# Pyrenees barking at coyotes, neighbors unhappy



## thebirdguy (Feb 18, 2013)

We have 10 acres in the unincorporated county, raise large black hogs, heritage turkeys, chickens, ducks and goats.  I got a great Pyrenees for an LGD due to there being lots of chicken killers in the area as well as coyotes, and even had a young mountain lion and black bear pass through the immediate area last fall.  The property  is completely fenced with 6 foot tall high-tensile woven wire.  We are planning to build a home out there and move but for now just visit every day to do chores..  I have been keeping Porter in the barn but have left him out the past two nights as coyotes have been in the field next to our property.  I got a nasty text from a neighbor this morning complaining about his barking and threatening to report it to the county sheriff.  Their house is 700+ feet from the barn and on the opposite side of our property from where the coyotes were seen.
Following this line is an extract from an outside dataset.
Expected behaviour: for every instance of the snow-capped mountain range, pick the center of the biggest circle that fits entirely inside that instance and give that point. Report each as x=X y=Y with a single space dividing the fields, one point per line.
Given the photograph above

I am pleased that Porter is doing his job but don't want upset neighbors either..... that being said... I'd rather they complain than lose any animals... I drove by last night at 10 and all was quiet... 

Anyway, I am trying to find any laws in Idaho that regulate dogs barking and the only ones I have found are city ordinances that would not apply as this property is not within any city boundaries.  I plan on responding to them with some information about LGDs and try to smooth things over but want to be sure of my rights first. Does anyone have any information I could use?

THANKS!!!


----------



## goodolboy (Feb 18, 2013)

Talk to your local sheriff. It will serve a dual purpose, you'll know the law and you'll talk to him before they do.


----------



## babsbag (Feb 18, 2013)

goodolboy said:
			
		

> Talk to your local sheriff. It will serve a dual purpose, you'll know the law and you'll talk to him before they do.


x2 

Or county Animal Control. 

In CA in Shasta County we are required to check on any dog that is barking for more than 20 minutes. That is kinda hard for you since you aren't living on the land. My neighbors hate my dog too but they are probably about 300 feet away from the goat pen and of course they have dogs and cats so my Pyr thinks that that is the fence line he has to patrol and bark at. Since I frequently see thier dogs in my yard I can 't blame him for his choice of threats.

Good luck, dogs and neighbors are a hard mix sometimes.


----------



## Stubbornhillfarm (Feb 19, 2013)

The good news, IMO is that after a bit, the coyotes will know that Porter is there and they will avoid your place.  It isn't like this will be an occurance night after night after night.  Just our experience.


----------